By Howard Wilkinson
The Cincinnati Enquirer
Beginning Dec. 29, Cincinnati's oldest link between the Kentucky and Ohio shores will temporarily be a one-way street.
For about three months, only the southbound lane of the Roebling Suspension Bridge will be open to vehicular traffic while crews make improvements to the Cincinnati side of the 137-year-old bridge - the older but smaller brother to engineer John A. Roebling's Brooklyn Bridge.
Vehicles won't be able to cross the bridge from Covington to Cincinnati.

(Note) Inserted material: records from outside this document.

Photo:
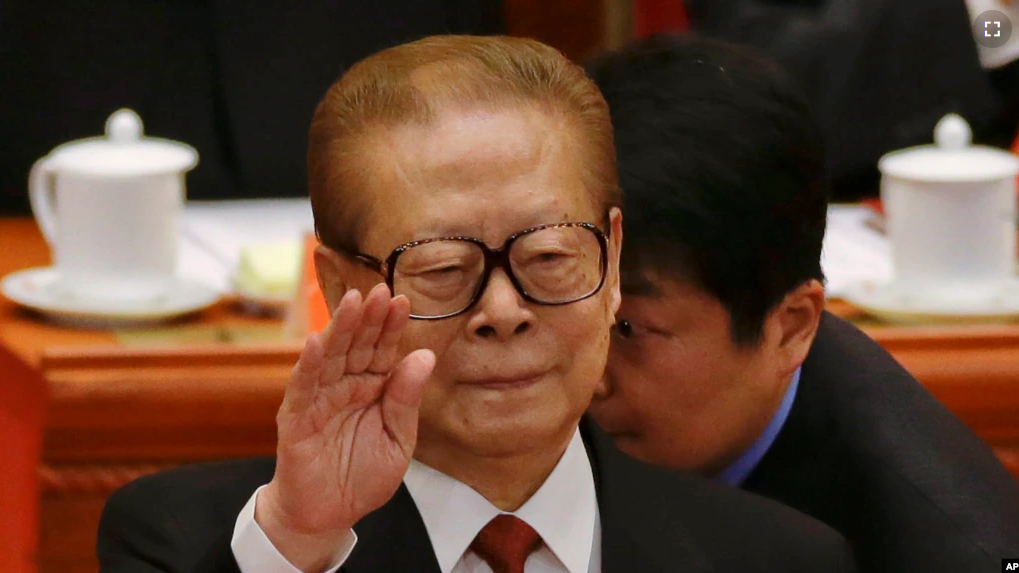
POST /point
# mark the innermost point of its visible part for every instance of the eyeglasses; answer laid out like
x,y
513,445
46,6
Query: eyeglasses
x,y
553,264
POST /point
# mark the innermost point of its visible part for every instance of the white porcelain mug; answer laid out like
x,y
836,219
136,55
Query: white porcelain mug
x,y
108,208
952,212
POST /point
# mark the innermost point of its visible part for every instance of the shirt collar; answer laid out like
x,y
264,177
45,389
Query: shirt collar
x,y
562,511
737,473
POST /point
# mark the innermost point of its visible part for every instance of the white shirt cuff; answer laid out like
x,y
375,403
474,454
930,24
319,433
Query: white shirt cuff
x,y
256,554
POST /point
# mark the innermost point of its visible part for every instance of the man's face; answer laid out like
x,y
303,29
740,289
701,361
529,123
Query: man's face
x,y
680,393
511,375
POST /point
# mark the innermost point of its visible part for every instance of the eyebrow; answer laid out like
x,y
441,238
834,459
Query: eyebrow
x,y
637,284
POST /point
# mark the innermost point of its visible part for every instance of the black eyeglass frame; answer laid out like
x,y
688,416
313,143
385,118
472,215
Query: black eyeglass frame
x,y
494,258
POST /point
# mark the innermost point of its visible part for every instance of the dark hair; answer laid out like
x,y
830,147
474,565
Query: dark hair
x,y
722,172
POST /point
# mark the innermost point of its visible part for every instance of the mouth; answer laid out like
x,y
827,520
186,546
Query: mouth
x,y
507,382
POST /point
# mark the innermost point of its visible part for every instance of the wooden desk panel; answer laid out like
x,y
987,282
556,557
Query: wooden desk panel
x,y
118,412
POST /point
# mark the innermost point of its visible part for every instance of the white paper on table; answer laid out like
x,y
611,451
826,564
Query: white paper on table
x,y
852,251
213,233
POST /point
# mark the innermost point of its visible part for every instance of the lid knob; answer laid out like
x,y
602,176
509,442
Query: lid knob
x,y
123,126
953,133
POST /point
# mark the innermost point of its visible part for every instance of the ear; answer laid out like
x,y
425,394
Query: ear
x,y
791,327
614,248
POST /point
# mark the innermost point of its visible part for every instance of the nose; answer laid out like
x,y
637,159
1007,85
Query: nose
x,y
604,387
501,312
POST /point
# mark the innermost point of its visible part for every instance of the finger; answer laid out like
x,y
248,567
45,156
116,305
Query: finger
x,y
305,374
367,333
387,347
337,334
401,399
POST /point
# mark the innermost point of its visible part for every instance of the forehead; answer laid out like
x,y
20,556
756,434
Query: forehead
x,y
475,172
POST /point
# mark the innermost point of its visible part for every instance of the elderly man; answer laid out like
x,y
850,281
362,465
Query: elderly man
x,y
723,360
465,191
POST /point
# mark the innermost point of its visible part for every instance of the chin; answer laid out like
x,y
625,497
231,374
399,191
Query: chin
x,y
520,431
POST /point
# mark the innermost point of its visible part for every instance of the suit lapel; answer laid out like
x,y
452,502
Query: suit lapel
x,y
393,539
643,522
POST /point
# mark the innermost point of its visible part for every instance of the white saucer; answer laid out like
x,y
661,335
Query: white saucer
x,y
894,303
38,289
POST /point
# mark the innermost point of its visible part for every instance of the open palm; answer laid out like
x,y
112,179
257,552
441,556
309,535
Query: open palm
x,y
349,422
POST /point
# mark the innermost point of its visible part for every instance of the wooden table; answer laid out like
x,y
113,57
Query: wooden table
x,y
118,411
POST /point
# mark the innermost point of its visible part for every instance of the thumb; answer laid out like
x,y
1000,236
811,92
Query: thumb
x,y
401,400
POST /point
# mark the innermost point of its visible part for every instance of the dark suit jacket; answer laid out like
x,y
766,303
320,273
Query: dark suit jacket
x,y
879,73
237,81
868,451
653,521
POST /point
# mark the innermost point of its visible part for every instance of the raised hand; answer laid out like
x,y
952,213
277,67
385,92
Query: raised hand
x,y
346,428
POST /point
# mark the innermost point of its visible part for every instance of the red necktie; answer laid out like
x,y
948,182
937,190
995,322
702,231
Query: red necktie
x,y
505,543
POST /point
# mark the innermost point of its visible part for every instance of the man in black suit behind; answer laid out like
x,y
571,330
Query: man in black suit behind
x,y
723,360
475,179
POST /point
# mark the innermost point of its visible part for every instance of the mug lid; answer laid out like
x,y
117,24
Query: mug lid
x,y
953,158
124,151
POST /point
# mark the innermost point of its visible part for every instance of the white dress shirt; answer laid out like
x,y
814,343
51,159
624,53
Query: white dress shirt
x,y
564,511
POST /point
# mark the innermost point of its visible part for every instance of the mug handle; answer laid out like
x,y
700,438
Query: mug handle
x,y
41,199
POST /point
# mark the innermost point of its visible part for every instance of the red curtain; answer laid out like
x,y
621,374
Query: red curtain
x,y
652,16
22,406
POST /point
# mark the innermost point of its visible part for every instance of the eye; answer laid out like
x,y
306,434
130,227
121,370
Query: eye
x,y
624,328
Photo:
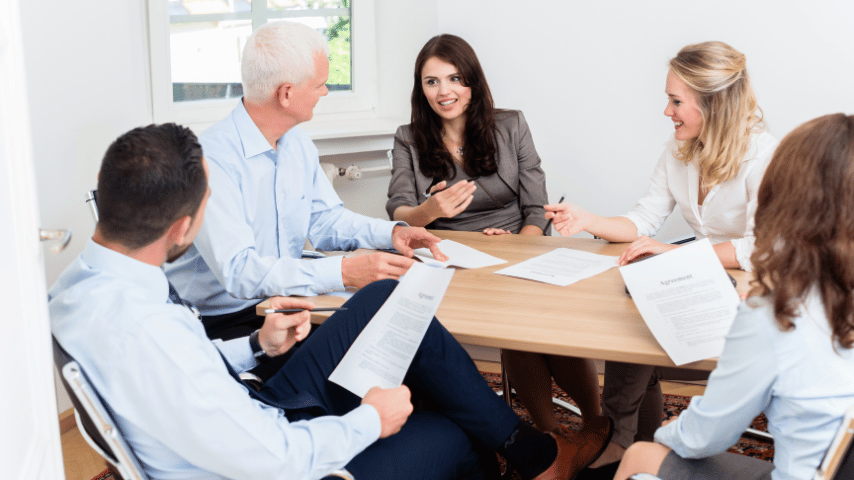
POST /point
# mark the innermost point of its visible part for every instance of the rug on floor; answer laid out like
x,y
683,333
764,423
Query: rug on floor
x,y
673,404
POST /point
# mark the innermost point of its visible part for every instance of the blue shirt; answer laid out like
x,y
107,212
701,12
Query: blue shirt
x,y
171,395
264,203
802,384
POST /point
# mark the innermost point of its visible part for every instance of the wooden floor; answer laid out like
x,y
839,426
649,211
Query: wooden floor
x,y
82,463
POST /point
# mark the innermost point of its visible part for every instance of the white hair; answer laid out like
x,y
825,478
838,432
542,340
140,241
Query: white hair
x,y
277,53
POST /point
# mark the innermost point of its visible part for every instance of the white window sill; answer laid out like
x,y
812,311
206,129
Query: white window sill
x,y
336,137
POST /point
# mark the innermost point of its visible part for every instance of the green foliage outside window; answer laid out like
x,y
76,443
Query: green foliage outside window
x,y
338,34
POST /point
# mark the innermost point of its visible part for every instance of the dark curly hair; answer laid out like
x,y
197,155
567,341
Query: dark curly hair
x,y
150,177
805,224
479,153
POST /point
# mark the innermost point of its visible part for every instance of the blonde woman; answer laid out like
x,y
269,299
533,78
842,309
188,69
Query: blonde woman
x,y
711,168
789,352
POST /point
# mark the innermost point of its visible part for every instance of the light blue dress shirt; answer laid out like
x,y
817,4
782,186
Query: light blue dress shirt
x,y
802,384
180,411
264,203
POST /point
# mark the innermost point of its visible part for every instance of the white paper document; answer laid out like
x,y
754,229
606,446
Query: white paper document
x,y
459,255
561,266
381,354
686,299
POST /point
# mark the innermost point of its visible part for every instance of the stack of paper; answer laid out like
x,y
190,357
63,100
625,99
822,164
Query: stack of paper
x,y
561,267
459,255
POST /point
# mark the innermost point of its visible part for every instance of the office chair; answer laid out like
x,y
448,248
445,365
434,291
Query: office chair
x,y
94,420
838,462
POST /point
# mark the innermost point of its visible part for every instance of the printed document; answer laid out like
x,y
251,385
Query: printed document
x,y
381,354
459,255
686,299
561,267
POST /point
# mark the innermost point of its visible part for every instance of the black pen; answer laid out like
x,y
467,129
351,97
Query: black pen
x,y
297,310
549,224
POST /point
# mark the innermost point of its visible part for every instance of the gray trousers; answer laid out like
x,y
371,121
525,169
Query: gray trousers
x,y
632,398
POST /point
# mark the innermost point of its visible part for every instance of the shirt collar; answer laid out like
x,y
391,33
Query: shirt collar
x,y
147,278
251,138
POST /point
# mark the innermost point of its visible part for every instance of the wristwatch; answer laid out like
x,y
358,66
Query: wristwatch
x,y
257,351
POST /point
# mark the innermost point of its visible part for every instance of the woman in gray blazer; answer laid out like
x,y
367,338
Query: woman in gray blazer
x,y
464,165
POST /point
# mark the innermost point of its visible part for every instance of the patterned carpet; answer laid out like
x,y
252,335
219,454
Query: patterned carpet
x,y
673,404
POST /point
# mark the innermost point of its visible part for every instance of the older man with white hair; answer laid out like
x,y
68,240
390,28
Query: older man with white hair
x,y
269,195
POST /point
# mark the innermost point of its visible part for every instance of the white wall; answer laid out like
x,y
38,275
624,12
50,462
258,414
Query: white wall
x,y
590,76
87,83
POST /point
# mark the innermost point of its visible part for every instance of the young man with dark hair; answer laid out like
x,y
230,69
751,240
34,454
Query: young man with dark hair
x,y
175,394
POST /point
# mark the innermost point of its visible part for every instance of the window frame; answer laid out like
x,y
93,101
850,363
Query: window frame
x,y
360,101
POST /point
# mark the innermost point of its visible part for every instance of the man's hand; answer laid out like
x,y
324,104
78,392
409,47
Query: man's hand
x,y
360,270
393,405
643,246
281,331
407,239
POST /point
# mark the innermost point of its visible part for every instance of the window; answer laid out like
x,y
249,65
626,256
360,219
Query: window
x,y
196,47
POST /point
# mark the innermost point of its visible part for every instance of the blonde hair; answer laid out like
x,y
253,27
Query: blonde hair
x,y
717,74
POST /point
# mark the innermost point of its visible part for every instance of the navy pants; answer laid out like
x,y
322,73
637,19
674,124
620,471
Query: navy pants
x,y
459,421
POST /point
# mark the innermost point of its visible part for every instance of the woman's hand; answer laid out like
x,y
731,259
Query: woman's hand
x,y
496,231
569,219
448,203
643,246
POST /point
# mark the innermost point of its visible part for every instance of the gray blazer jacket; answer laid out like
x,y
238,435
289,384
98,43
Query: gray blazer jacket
x,y
518,167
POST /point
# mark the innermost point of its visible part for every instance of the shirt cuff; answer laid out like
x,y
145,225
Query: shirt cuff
x,y
329,278
743,251
367,421
384,241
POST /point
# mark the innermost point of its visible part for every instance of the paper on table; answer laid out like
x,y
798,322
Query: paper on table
x,y
459,255
381,354
686,299
561,266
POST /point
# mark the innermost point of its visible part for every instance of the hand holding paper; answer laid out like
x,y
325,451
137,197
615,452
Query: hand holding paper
x,y
381,354
686,299
459,255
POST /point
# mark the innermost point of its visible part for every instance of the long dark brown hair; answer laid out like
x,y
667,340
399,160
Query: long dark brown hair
x,y
805,224
479,151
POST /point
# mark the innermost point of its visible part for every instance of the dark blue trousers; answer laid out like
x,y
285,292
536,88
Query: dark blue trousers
x,y
459,421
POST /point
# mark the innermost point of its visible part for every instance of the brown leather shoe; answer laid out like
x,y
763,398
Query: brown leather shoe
x,y
591,441
560,468
577,450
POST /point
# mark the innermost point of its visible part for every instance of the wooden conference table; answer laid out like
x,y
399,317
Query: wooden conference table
x,y
593,318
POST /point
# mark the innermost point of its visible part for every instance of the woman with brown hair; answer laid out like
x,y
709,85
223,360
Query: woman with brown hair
x,y
789,351
464,165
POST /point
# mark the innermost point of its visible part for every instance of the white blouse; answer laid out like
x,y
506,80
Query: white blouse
x,y
727,211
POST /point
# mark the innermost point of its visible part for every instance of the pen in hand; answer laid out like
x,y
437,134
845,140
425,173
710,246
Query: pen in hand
x,y
297,310
549,224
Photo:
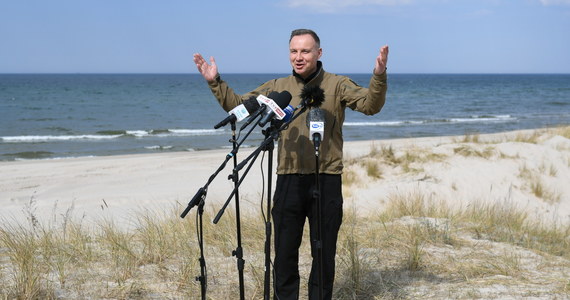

Instead, they will be routed along Covington's Fourth Street to the Clay Wade Bailey Bridge, which empties onto Cincinnati's Second and Third streets.
The one-way traffic on the suspension bridge is expected to last until mid-March, said Cincinnati city architect Mark McKillip.
The purpose of the reconstruction project, McKillip said, is to connect the bridge roadway to the new Theodore M. Berry Way on the Cincinnati riverfront. It's a connection that city planners hope will eventually make it easy for northbound bridge motorists to get to a planned riverfront park.
Pedestrian traffic will be maintained during the construction, McKillip said, but detoured to a new set of stairs leading to riverfront Parking Lot D.